The purpose of this document is to explain how to identify bloat within append optimized/append optimized column oriented (AO/AOCO) tables that require compaction.
Note: This document only applies to AO/AOCO tables in v4.3.x. For heap tables in v4.3.x, please refer to article. This article will also work on AO/AOCO tables in Greenplum 5.x and above.
Append-optimized tables were first introduced in GPDB v.4.3, adding the ability to UPDATE and DELETE data from Append Only tables.
To accommodate the ability to UPDATE and DELETE data, when an append-optimized table is created, an additional visibility bitmap (visimap) table is created with a B-tree index. This visimap table contains information on which rows are visible in the append optimized table, including details on the number of records on each segment, how many tuples or rows are visible, and how many are hidden (due to an update or delete).

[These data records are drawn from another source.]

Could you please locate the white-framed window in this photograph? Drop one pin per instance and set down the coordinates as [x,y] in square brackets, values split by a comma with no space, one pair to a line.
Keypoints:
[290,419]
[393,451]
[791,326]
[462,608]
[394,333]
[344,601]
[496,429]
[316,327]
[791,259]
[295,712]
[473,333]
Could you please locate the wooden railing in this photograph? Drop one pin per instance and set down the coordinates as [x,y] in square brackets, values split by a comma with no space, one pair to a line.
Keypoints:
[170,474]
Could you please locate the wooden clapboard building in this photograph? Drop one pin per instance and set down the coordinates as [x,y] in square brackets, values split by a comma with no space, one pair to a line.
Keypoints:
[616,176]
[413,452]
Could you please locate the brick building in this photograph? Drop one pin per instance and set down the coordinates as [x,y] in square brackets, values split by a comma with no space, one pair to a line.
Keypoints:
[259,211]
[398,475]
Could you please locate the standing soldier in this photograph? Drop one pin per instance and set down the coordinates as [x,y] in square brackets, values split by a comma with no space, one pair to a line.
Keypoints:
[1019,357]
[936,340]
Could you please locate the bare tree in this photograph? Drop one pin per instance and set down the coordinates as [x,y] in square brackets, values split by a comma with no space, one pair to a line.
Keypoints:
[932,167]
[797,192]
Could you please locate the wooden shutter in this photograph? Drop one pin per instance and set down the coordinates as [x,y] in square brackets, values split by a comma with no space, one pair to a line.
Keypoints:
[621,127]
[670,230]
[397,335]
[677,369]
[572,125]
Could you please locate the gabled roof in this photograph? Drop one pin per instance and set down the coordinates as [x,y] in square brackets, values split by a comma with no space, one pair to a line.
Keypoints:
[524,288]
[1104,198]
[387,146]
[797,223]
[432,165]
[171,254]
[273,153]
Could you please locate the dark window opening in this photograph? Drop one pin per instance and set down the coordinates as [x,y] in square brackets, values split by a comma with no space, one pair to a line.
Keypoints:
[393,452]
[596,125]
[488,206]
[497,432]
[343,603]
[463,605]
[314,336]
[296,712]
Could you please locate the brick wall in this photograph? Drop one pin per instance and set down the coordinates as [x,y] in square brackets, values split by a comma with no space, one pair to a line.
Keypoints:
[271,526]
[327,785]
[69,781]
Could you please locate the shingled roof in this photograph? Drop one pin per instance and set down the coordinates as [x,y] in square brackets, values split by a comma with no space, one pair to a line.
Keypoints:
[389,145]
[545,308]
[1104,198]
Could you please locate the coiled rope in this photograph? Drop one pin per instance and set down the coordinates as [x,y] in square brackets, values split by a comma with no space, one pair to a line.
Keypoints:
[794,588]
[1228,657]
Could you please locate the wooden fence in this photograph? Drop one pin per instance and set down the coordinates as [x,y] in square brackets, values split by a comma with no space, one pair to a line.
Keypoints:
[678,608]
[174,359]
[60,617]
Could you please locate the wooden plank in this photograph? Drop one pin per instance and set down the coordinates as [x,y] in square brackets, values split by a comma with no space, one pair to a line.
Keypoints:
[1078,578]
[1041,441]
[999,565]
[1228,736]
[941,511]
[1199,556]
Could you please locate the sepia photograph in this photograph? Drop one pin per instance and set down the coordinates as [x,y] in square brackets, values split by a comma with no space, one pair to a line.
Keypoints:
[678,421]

Since the data is only marked "hidden" during the UPDATE or DELETE operations, these rows still take up disk space and the table will require regular maintenance to reclaim the space by compacting the append-optimized table.
The first step is to identify which tables could benefit from compaction. The gp_toolkit schema provides the function __gp_aovisimap_compaction_info(oid) to display the number of tuples in the on disk data files as compared to the visibility bitmap table and details whether compaction will assist in reclaiming space.
The function utilizes the server configuration parameter gp_appendonly_compaction_threshold to know the threshold in which to flag compaction_possible as true.
The default is 10 or 10%.
After identifying tables which could be compacted, a VACUUM can be run against them to reclaim this space.
The following demonstrates the steps involved in this process.
1. Query for the oid of the append-only table if the unknown is shown here:
gpadmin=# SELECT oid FROM pg_class WHERE relname='mytable'; oid ------- 47372 (1 row)
gpadmin=# SELECT * FROM gp_toolkit.__gp_aovisimap_compaction_info(47372); NOTICE: gp_appendonly_compaction_threshold = 10 content | datafile | compaction_possible | hidden_tupcount | total_tupcount | percent_hidden ---------+----------+---------------------+-----------------+----------------+---------------- 2 | 1 | t | 33333 | 99999 | 33.33 (1 row)
gpadmin=# VACUUM mytable;
gpadmin=# SELECT * FROM gp_toolkit.__gp_aovisimap_compaction_info(47372); NOTICE: gp_appendonly_compaction_threshold = 10 content | datafile | compaction_possible | hidden_tupcount | total_tupcount | percent_hidden ---------+----------+---------------------+-----------------+----------------+---------------- 2 | 1 | f | 0 | 66666 | 0.00
Environment: VMware Tanzu Greenplum 4.3.x